The motor began with a roar.
It is a strange fact of life, how sometimes a sudden light will be turned on a familiar environment, making it all seem new and entirely different from what we are accustomed to. Four years Yetta had worked in that shop. She had accepted it all as an inevitability, which no more admitted change or "reform" than the courses of the stars. The speeches to which she had listened made it suddenly appear in its true human aspect. It was no longer a thing unalterable, it was an invention of human greed. It was a laboratory where, instead of base metals, the blood of women and young girls was transmuted into gold. The alchemists had failed to find the Philosopher's Stone.

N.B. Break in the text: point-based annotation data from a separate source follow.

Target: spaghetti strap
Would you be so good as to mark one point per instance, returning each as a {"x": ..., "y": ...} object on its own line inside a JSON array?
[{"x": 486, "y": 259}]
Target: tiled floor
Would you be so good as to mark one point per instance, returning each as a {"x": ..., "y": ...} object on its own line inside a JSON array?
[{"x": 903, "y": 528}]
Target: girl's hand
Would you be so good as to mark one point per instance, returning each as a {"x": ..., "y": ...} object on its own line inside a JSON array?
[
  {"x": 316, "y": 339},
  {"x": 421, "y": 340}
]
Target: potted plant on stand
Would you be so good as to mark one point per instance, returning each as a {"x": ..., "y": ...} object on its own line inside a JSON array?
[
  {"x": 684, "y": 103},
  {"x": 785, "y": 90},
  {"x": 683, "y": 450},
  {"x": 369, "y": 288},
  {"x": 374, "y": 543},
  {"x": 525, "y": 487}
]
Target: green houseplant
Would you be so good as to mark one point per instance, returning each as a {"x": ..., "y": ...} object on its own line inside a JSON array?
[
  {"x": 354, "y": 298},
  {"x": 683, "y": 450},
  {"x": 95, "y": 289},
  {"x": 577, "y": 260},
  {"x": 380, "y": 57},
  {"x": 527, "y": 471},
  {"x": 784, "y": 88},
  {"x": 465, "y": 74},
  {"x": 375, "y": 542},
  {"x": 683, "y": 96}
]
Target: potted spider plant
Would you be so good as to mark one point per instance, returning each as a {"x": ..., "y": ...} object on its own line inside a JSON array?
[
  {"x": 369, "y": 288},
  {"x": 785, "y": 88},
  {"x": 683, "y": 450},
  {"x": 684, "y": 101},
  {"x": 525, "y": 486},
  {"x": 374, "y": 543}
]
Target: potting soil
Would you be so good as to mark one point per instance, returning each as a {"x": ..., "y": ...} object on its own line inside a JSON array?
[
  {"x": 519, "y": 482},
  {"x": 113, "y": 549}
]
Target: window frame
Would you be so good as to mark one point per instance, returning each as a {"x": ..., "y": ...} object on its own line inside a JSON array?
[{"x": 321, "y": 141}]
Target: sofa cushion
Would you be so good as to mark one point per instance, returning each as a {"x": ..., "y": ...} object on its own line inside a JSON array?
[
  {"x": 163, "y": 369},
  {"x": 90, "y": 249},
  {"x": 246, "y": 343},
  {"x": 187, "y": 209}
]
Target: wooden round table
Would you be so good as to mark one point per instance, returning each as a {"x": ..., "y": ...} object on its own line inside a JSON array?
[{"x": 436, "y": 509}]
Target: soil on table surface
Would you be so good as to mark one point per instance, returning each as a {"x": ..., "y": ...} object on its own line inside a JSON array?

The sweat-shop was a modern substitute. It was a contrivance by which such priceless things as youth and health and the hope of the next generation could be coined into good and lawful money of the realm.
Her nimble fingers flying subconsciously at the terrible speed through the accustomed motions, Yetta saw all the grim reality of the shop as never before. She saw the broken door to the shamefully filthy toilet, saw the closed, unwashed windows, which meant vitiated, tuberculosis-laden air, saw the backs of the women bent into unhealthy attitudes, saw the strained look in their eyes. More vaguely she saw a vision of the might-be life of these women, – clean homes and happy children. And behind her she felt the existence of the "office", where Jake Goldfogle sat and watched them through his spying window, and contrived new fines. And even more clearly than when she had made her speech, she saw her own function in this infernal scheme of greed, saw herself a lieutenant of the slave-driver behind her. She wondered if the other women hated her as she deserved to be hated. But habit is a hard thing to break, and her fingers sped on as of old.